Повсюду мелькали разноцветные вспышки заклинаний, в небе громыхало, земля содрогалась. То ли от устроенного кем-то землетрясения, то ли от мощной магии. Марк видел, что тварь могла только отбиваться – Небесный огонь изрядно ослабил ее.
Где-то за спиной послышалось знакомое рычание вендиго, а над головой – пронзительный крик, как если бы там пролетала огромная птица. Посмотреть наверх казалось непосильной задачей, но Марк догадался и так – костяной дракон. Дело рук Киары Блэр.
Элрисса наверняка предвкушающе улыбнулась. Представляла, как присвоит жутких тварей себе и отправит их по души архимагов. Пока же она выплеснула на противников волну сырой магии. Амулет на груди дернулся и опалил так, что захотелось его сорвать.
От ужасающего количества некромагической энергии стоило бы бежать. Но Марк не мог подняться на ноги. Он с трудом привстал на одно колено и вскинул руки – к Элриссе он был ближе всех. Нельзя упускать такой шанс.
«Придется тебе обломаться, мамочка».
Прежде чем закашляться собственной кровью, он успел сотворить еще три мерцающих сгустка. Кажется, за спиной кто-то пронзительно закричал, но Марк уже не слышал.
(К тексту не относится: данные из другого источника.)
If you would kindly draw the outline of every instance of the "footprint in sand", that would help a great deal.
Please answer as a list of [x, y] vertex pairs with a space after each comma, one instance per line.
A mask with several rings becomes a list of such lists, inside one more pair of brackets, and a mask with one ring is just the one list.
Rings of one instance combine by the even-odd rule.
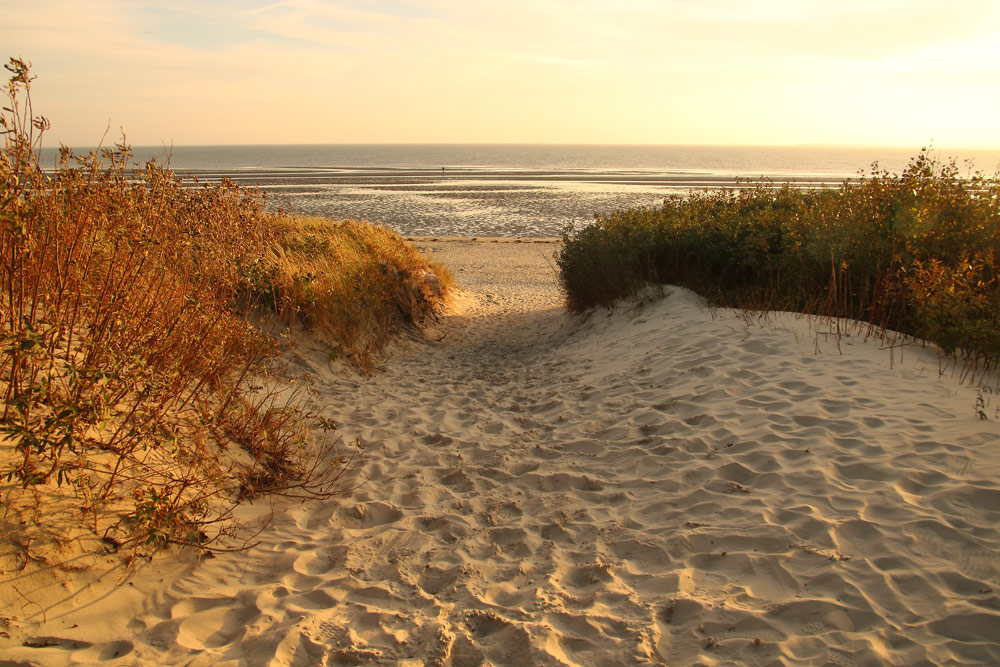
[[461, 574], [462, 566], [460, 565], [444, 567], [426, 565], [417, 585], [428, 595], [438, 595], [446, 589], [451, 589]]
[[308, 551], [295, 559], [292, 568], [299, 574], [324, 575], [343, 565], [347, 558], [347, 551], [346, 544], [336, 544], [322, 550]]
[[[219, 600], [219, 606], [192, 613], [178, 612], [182, 617], [176, 626], [175, 641], [185, 648], [203, 650], [218, 648], [238, 640], [246, 626], [260, 616], [254, 607], [231, 607], [235, 600]], [[186, 605], [176, 605], [181, 607]]]
[[393, 505], [371, 502], [343, 509], [339, 516], [345, 528], [362, 529], [399, 521], [403, 513]]

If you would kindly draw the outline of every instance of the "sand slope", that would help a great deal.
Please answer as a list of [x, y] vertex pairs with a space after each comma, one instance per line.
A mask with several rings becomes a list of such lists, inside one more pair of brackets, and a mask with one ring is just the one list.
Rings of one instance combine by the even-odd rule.
[[569, 318], [551, 245], [426, 247], [457, 314], [371, 378], [299, 360], [361, 488], [0, 664], [1000, 664], [998, 403], [933, 352], [672, 288]]

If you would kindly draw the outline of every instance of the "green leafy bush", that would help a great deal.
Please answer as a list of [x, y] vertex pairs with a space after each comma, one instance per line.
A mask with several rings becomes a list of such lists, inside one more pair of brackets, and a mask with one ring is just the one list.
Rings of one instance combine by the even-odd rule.
[[714, 303], [844, 317], [995, 363], [1000, 179], [963, 177], [928, 150], [902, 174], [840, 188], [768, 181], [599, 216], [564, 237], [571, 309], [609, 306], [649, 283]]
Его занимал лич, корчащийся и изуродованный, но регенерирующий со страшной скоростью.
И еще – по-летнему яркое солнце, что медленно поднималось над крышами уцелевших домов.
– Рассвет, – тихо прошептал он. – Еще немного… и рассвет…
Перед глазами мелькнули светлые волосы, чья-то холодная рука выдернула резонатор из предплечья, а такой знакомый голос зло прошипел на ухо:
– Бесишь, Эйнтхартен!
⁂
Ее смерть была с видом на Вересковый фьорд.
Можно подумать, что это и есть ее родная деревня. Но не было слышно ни холодного моря, ни истеричных чаек; вереск не шелестел на ветру, и над цветущей пустошью не гудели надоедливые насекомые. Солнце не грело кожу, а лиловатые цветы пахли не цветами, но душистым мылом.
«Все это нереально», – твердил въедливый ум Киары Блэр. Но она отмахнулась от этого зануды, плюхнулась на желтоватую траву и с завидным пофигизмом плела веночек из вереска и красновато-сиреневых цветов эрики. Когда-то малышка Мирейя радовалась этим венкам, словно какой-нибудь алмазной тиаре… Хотя, конечно, полевые цветочки очень блекло смотрелись в ее волосах – густо-красных, как рубины, ярко сияющих на солнце и очевидно выдающих нелюдскую кровь…
Она помнила, что обещала кому-то вернуться. Помнила зелень чужих глаз и крепко обнимающие руки, тихий голос у самых губ. Он не говорил «люблю», но что-то очень похожее.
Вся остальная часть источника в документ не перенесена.